'Çocuklarımızı Peygamberimizle tanıştırmak kulluk sorumluluğumuz'
Diyanet İşleri Başkanı Erbaş, 'Gençlerimizi, çocuklarımızı, nesillerimizi Peygamber Efendimizin hayatıyla sünneti seniyyesiyle tanıştırmak bizim iman ve kulluk sorumluluğumuzdur'

Oluşturma Tarihi: 2018-11-20 09:39:05

Güncelleme Tarihi: 2018-11-20 09:39:05

Ordu Ulu Cami'de düzenlenen Mevlit Kandili Özel Programı'nda Kuran-ı Kerim ve Mevlid-i Şerif okundu, Diyanet İşleri Başkanlığı Tasavvuf Musikisi Korosu ilahiler seslendirdi.

Diyanet İşleri Başkanı Ali Erbaş, burada yaptığı konuşmada, Türk milletinin ve İslam aleminin Mevlit Kandili'ni tebrik etti. Hazreti Peygamberin gençlere değer verdiğini, ideal ve ufuk kazandırdığını ve onlara rehberlik ettiğini ifade eden Erbaş, "Gençlerimizin dünya ve ahiret huzuru, milletimizin bekası ve insanlığın geleceği için yapacağımız en büyük iyilik, nesillerimizi inanç ve medeniyet değerleriyle buluşturmaktır." diye konuştu.

Erbaş, Mevlit gecesinin rahmet gecesi olduğunu ifade ederek, "Allah, bu gece yeryüzüne merhametinin en büyük tezahürünü göstermiş ve Peygamber Efendimizi dünyaya göndermiştir. Bu gece, Peygamber Efendimizin şahsında insanlığın yeniden doğuşunu, aydınlık bir geleceği ifade etmektedir. Mevlit Kandili böyle bir öneme sahiptir." şeklinde konuştu.

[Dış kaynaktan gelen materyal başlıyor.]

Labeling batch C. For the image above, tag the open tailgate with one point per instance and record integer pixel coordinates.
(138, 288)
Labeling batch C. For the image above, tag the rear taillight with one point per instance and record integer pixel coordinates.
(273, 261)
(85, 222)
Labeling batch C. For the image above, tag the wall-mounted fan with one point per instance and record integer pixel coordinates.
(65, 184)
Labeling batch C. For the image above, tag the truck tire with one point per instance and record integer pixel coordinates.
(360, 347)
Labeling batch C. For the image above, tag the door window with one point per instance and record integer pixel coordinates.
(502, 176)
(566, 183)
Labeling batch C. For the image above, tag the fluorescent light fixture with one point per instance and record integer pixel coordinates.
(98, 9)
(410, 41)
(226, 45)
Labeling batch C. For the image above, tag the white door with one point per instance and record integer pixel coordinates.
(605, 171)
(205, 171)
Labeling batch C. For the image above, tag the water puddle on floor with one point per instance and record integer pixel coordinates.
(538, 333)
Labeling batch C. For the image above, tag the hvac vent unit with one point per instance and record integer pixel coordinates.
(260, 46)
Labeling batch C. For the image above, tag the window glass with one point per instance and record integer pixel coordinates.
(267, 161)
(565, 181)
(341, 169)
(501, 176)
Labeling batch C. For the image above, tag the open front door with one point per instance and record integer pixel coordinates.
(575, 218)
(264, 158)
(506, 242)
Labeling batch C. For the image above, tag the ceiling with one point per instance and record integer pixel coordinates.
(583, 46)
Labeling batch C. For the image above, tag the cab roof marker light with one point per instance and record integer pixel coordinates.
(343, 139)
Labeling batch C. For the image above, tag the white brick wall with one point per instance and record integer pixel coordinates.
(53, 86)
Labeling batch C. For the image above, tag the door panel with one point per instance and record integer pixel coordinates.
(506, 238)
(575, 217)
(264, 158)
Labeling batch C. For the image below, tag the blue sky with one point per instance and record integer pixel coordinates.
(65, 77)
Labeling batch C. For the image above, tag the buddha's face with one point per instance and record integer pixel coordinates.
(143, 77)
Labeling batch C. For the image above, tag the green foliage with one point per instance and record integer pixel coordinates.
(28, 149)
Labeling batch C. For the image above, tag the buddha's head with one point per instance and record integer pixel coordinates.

Kuran-ı Kerim'de "Ey Peygamber! Biz seni bir şahit, bir müjdeleyici, bir uyarıcı; Allah'ın izniyle kendi yoluna çağıran bir davetçi ve aydınlatıcı bir kandil olarak gönderdik" buyurulduğunu hatırlatan Erbaş, "O, hakkın, hakikatin, merhametin ve hak yolda olanların şahididir. O, Allah'a kulluk bilinciyle iyilik ve ibadet üzere bir hayat yaşayanların rehberi ve müjdecisidir. O, kötülüklere bulaşan, zulme ve isyana saplananlara karşı, Allah'ı, mahşer gününü, azabı hatırlatan bir uyarıcıdır." ifadesini kullandı.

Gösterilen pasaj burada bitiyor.